Margery Allingham, commenting on her crime solver Albert Campion, wrote, "He did not arrive at this conclusion by the decent process of quiet, logical deduction, nor yet by the blinding flash of glorious intuition, but by the shoddy, untidy process halfway between the two by which one usually gets to know things."
It is, of course, better to draw conclusions from logical deduction. In this deal, South is in four hearts. West leads the spade nine. How should East deduce the correct defense?
North made a game-invitational limit raise, showing four or more hearts, 10-12 support points (here, all high-card points, no short-suit points) and eight losers (here, two in each suit).
East knows that West has led a singleton or high from a doubleton ... but which?
East should ask himself, "If my partner has a singleton, how many spades does that give declarer?" Here, the answer is five. And would South have opened one heart with five spades in his hand? It would have been most unlikely, because with 5-5 in the majors, South would have opened one spade, not one heart.

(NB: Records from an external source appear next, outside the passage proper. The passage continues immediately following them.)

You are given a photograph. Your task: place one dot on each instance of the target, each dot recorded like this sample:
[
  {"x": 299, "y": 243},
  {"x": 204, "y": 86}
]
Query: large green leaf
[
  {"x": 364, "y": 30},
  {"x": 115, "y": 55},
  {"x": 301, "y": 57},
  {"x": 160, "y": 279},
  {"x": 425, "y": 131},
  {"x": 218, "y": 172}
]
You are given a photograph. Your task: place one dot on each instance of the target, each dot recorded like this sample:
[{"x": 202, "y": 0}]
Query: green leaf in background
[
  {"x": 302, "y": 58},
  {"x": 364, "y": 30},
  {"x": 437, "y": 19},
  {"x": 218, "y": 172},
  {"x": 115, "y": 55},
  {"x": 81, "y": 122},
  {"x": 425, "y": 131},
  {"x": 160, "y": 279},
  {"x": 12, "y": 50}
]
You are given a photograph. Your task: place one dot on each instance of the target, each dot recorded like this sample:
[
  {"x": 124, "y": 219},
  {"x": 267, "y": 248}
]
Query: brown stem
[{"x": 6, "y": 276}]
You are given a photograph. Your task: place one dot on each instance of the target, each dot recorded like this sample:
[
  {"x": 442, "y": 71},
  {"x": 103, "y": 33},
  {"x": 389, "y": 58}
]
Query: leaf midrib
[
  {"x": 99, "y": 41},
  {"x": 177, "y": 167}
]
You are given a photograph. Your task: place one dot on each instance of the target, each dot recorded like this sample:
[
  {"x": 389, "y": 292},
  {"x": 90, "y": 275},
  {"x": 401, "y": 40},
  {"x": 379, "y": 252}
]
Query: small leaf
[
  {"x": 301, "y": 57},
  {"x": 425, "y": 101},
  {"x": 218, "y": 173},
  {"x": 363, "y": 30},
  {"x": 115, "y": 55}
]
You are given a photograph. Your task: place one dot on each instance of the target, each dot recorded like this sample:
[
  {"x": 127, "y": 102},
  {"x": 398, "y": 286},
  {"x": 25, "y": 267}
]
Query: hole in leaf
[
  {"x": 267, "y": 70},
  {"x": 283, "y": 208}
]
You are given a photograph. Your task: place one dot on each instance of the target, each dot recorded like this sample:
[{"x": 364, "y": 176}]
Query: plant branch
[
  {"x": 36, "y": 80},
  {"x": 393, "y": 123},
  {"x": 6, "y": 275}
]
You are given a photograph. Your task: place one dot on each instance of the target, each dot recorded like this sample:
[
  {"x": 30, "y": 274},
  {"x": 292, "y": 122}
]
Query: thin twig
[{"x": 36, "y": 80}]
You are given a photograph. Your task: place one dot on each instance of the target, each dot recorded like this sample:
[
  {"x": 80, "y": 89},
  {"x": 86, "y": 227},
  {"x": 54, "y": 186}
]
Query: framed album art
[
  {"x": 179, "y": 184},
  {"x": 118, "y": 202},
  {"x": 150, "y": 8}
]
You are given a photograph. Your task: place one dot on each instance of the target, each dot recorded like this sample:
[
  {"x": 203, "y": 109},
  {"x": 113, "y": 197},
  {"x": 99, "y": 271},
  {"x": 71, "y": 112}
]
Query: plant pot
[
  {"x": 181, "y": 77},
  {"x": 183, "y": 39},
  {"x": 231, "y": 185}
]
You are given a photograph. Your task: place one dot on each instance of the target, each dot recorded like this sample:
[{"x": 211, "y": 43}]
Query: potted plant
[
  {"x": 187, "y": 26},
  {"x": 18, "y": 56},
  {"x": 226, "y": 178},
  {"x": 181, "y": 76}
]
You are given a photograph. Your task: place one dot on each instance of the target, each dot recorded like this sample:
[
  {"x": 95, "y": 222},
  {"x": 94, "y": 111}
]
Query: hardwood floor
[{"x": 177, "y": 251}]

So East should deduce that his partner has led from a doubleton and should signal encouragement with his spade seven.
South wins, cashes the heart ace, and plays another heart. But West wins with his king, leads his second spade, receives a spade ruff and cashes the diamond ace for down one.
Note finally that declarer does best to call for dummy's spade king at trick one, making it more likely that East will have a reflex reaction and win with his ace.